I have a big table, partitioned by year/month,total size 500+G, 19 partitions so far, each partion right now about 7-8 files each about 3-4G (total 138 files) i have five nodes running impala, it is very slow for a simple select, should i reduce the number of files in each partition and increase the size of each file?
When i run a simple select with where id ='xxx', i see there are 1111 jobs/tasks(?), it is bcoz my block size is 512 and total is 500G, so 1000+ blocks to scan? If so i should increase my block size?
Somtimes I prefer bucketing over Partition due to large number of files getting created .
Also in bucketing actually you have the control over the number of buckets.
I would suggest you test the bucketing over partition in your test env
also it is a good practice to collect statistics for the table it will help in the performance side .
Took a quick look at bucketing, i dont have one column that is used the most, and this table will join other tables later.
As far as controlling the number of files, since i have an idea of the data size, i can controll the file size when doing insert -select i can set hive.merge.size.per.task and hive.merge.smallfiles.avgsize.
1, in this case, how big can i set the block size, 1G, 2G, will it hurt if set to big?
2, how big should i use for the file, right now i set to 4G, should i increase?
3, i have 5 nodes, with that for each partition it is better to have at least 5 files?
Impala does not split up Parquet files over several readers when reading them. Instead, only one daemon will be assigned for each file and will read the whole file. Therefore it is recommended to have only one block per file. Otherwise some of the blocks can be on remote nodes and remote reads will slow down your queries. See this page for more information: https://www.cloudera.com/documentation/enterprise/latest/topics/impala_perf_cookbook.html
Thanks Lars, trying to understand how it appies here, should i try to increate the blozks size to 4G, and keep each file under 4G (3-4G)?
I'd try to reduce the file size to 256MB and make sure that the block size is at least that large, too. That way you should end up with 32GB * 4 = 128 files per partition. That should allow you to exploit parallelism across all your nodes. You can also try 512MB per file and see if that improves things, but I suspect it won't.

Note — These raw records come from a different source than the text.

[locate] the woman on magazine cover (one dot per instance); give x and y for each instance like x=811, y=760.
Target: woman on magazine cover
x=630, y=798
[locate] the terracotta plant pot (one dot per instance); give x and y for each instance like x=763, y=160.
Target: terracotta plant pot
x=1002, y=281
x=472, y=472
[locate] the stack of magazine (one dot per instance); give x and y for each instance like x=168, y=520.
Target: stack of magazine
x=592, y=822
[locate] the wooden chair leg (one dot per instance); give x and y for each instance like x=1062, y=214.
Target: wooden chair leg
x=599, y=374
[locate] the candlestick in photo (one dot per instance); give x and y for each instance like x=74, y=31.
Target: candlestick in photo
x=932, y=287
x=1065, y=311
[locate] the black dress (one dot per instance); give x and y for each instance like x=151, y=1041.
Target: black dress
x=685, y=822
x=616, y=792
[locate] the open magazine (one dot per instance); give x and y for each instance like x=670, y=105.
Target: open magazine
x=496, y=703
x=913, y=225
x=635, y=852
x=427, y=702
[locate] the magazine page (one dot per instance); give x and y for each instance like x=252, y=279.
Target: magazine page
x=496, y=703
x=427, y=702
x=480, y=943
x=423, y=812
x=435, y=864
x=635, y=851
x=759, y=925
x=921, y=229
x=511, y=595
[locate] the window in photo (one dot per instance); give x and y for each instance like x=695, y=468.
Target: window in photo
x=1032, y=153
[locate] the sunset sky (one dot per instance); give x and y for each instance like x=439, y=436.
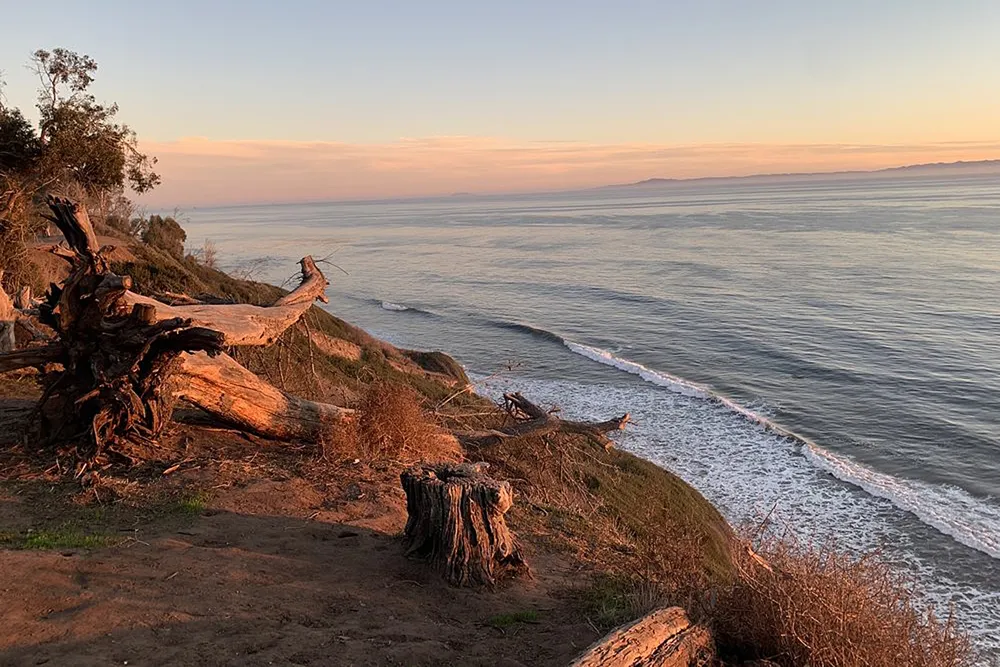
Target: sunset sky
x=255, y=101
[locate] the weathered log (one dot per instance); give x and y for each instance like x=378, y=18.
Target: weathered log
x=455, y=520
x=530, y=419
x=228, y=391
x=245, y=324
x=127, y=359
x=115, y=358
x=664, y=638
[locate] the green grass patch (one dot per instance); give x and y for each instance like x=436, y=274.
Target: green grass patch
x=189, y=505
x=66, y=537
x=504, y=621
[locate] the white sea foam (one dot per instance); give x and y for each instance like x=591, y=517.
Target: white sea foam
x=389, y=305
x=747, y=470
x=673, y=383
x=973, y=522
x=951, y=510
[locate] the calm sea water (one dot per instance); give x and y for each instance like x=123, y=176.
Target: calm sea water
x=861, y=315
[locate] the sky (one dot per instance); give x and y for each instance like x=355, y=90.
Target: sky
x=262, y=101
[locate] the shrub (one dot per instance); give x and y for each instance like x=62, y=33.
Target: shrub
x=801, y=605
x=392, y=427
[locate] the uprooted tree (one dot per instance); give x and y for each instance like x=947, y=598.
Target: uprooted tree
x=121, y=361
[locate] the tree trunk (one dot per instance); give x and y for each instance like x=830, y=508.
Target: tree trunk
x=126, y=359
x=22, y=300
x=224, y=389
x=8, y=318
x=456, y=521
x=245, y=324
x=664, y=638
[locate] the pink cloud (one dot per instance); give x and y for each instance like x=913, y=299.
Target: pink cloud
x=198, y=171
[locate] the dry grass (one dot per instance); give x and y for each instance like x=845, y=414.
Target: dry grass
x=392, y=427
x=797, y=604
x=649, y=538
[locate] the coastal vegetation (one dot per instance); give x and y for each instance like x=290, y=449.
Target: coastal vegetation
x=609, y=536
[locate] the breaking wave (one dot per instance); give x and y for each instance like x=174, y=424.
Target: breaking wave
x=952, y=511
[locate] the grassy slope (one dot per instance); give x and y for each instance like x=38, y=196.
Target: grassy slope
x=635, y=513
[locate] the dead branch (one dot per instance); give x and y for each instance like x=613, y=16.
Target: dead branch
x=530, y=419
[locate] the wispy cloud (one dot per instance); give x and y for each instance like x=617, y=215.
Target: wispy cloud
x=202, y=171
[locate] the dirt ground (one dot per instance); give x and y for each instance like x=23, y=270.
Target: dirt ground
x=270, y=569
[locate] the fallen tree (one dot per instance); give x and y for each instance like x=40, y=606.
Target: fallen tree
x=121, y=360
x=663, y=638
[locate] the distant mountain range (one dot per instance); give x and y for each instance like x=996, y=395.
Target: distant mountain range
x=929, y=169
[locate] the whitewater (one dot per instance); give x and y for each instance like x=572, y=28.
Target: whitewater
x=824, y=352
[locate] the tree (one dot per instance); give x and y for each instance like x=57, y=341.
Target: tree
x=81, y=141
x=19, y=145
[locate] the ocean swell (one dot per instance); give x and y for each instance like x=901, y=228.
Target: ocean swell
x=950, y=510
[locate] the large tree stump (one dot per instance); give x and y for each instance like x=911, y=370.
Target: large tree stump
x=664, y=638
x=122, y=360
x=456, y=521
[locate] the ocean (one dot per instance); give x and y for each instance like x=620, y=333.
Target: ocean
x=827, y=350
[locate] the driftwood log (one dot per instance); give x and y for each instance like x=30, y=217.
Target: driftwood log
x=124, y=359
x=455, y=520
x=664, y=638
x=529, y=419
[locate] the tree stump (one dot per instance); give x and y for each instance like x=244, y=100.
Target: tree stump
x=456, y=521
x=121, y=361
x=8, y=316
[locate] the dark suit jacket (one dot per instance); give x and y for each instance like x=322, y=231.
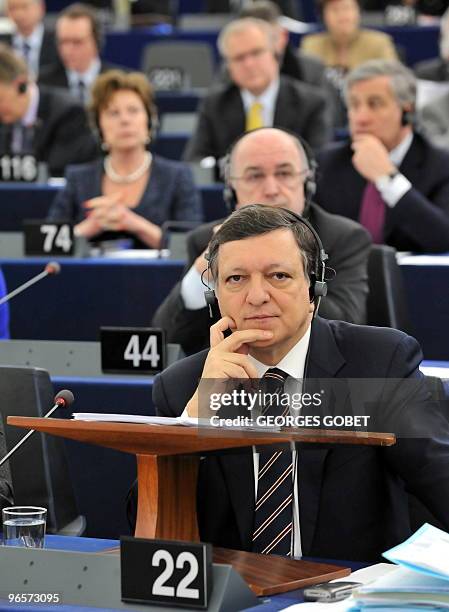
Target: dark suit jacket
x=6, y=495
x=352, y=501
x=300, y=108
x=56, y=75
x=170, y=194
x=420, y=220
x=347, y=245
x=61, y=133
x=48, y=53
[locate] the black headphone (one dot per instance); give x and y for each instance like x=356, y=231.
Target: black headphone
x=229, y=194
x=318, y=284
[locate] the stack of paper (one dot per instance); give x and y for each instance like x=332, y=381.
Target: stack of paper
x=421, y=582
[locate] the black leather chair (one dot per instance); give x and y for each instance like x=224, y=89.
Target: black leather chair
x=40, y=475
x=387, y=303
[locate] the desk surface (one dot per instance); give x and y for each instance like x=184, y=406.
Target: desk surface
x=278, y=602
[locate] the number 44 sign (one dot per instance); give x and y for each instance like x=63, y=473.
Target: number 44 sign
x=166, y=572
x=139, y=350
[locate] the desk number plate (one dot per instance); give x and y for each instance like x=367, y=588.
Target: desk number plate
x=132, y=350
x=42, y=238
x=166, y=572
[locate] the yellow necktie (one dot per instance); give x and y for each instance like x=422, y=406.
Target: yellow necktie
x=254, y=117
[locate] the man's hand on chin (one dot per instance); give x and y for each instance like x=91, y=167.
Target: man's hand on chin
x=371, y=158
x=227, y=359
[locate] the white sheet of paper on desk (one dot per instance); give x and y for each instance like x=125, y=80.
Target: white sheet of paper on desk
x=132, y=418
x=426, y=551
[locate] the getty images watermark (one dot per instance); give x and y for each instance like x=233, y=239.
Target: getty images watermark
x=392, y=405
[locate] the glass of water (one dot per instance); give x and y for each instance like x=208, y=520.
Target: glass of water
x=24, y=526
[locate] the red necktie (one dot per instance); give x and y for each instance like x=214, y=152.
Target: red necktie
x=372, y=213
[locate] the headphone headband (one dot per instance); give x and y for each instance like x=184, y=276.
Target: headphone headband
x=318, y=284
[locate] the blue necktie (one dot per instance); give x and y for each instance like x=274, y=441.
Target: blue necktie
x=273, y=518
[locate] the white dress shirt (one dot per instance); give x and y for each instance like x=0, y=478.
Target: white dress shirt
x=267, y=99
x=34, y=41
x=293, y=364
x=398, y=186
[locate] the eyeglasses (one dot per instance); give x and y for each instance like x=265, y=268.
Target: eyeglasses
x=287, y=178
x=241, y=57
x=75, y=42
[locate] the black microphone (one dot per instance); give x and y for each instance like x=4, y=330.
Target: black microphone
x=50, y=269
x=63, y=399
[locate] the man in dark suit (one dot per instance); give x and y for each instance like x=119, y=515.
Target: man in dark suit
x=270, y=166
x=388, y=176
x=340, y=502
x=31, y=40
x=40, y=121
x=257, y=96
x=78, y=37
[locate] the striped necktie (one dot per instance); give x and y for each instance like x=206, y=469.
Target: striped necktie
x=273, y=518
x=254, y=117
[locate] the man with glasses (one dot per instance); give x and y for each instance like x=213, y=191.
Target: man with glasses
x=270, y=166
x=257, y=96
x=78, y=38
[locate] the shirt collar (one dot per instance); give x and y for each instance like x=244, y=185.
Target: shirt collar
x=267, y=98
x=31, y=113
x=398, y=153
x=34, y=40
x=293, y=363
x=88, y=76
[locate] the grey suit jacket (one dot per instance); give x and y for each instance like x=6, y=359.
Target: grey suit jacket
x=347, y=245
x=300, y=108
x=419, y=221
x=6, y=495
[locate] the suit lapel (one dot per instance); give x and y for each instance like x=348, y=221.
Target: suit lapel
x=325, y=360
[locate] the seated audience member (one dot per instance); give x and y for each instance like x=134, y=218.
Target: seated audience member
x=344, y=45
x=31, y=40
x=4, y=312
x=78, y=37
x=387, y=176
x=292, y=63
x=257, y=95
x=333, y=502
x=6, y=494
x=434, y=120
x=128, y=190
x=271, y=166
x=40, y=121
x=437, y=69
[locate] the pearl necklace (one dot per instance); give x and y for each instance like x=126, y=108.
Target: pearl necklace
x=127, y=178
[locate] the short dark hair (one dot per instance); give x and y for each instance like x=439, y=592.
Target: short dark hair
x=321, y=5
x=261, y=9
x=257, y=219
x=12, y=66
x=79, y=10
x=111, y=81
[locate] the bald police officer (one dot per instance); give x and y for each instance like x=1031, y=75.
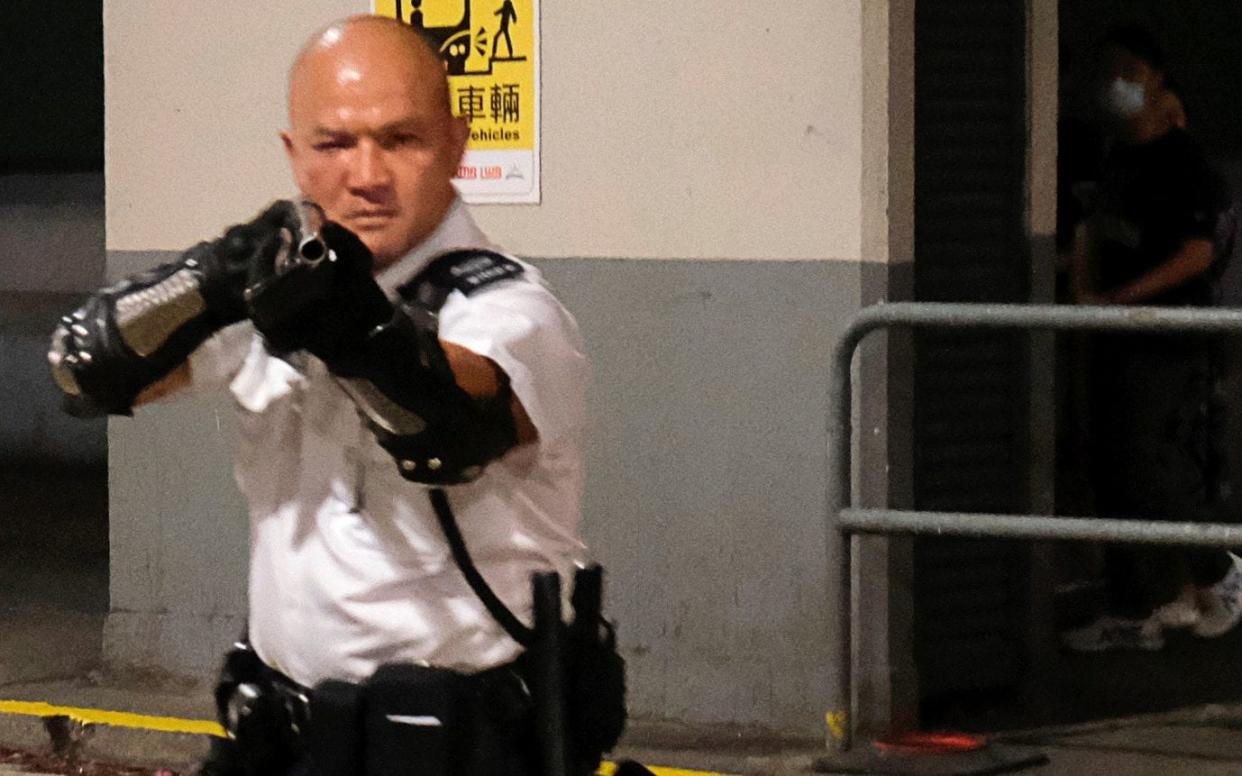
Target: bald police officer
x=400, y=355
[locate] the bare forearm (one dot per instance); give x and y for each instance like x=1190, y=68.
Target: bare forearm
x=1192, y=260
x=480, y=378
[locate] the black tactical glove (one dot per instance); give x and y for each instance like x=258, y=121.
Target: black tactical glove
x=326, y=307
x=127, y=337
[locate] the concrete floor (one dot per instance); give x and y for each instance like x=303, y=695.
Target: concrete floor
x=54, y=582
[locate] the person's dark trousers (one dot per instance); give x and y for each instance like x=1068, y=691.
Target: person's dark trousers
x=1155, y=456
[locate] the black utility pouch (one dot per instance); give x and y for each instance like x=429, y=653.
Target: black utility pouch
x=261, y=729
x=335, y=731
x=415, y=720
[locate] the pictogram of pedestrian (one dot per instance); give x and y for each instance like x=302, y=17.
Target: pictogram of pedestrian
x=507, y=14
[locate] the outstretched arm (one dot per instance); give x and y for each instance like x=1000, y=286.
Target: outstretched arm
x=127, y=344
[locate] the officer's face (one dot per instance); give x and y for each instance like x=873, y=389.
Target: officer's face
x=371, y=138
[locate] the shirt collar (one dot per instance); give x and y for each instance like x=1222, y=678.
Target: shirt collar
x=456, y=231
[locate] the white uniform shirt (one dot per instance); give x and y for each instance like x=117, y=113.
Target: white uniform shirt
x=348, y=565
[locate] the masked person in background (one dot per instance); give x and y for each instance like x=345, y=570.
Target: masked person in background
x=1154, y=239
x=398, y=381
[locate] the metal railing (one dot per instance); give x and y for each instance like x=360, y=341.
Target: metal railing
x=846, y=520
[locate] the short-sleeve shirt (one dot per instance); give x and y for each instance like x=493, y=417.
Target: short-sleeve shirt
x=349, y=568
x=1153, y=199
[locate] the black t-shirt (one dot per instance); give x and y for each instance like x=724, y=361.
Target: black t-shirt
x=1153, y=199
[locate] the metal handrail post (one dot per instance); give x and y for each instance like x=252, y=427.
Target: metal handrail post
x=840, y=497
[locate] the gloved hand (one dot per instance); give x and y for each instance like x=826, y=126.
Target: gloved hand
x=226, y=262
x=326, y=307
x=127, y=337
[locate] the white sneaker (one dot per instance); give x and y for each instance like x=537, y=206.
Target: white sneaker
x=1221, y=605
x=1179, y=613
x=1109, y=633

Btw, we're currently working on improving the ETL performance. You may want to look at the "SORT BY" clause that is included in Impala 2.9 and how it allows you to write data in a way that allows Impala to skip row groups much more effectively. You can find more information in the umbrella JIRA: https://issues.apache.org/jira/browse/IMPALA-2522
But will the total files too many? i had smaller sized files before with 512M, was slow as well. we only have 5 nodes now so too many files will not help?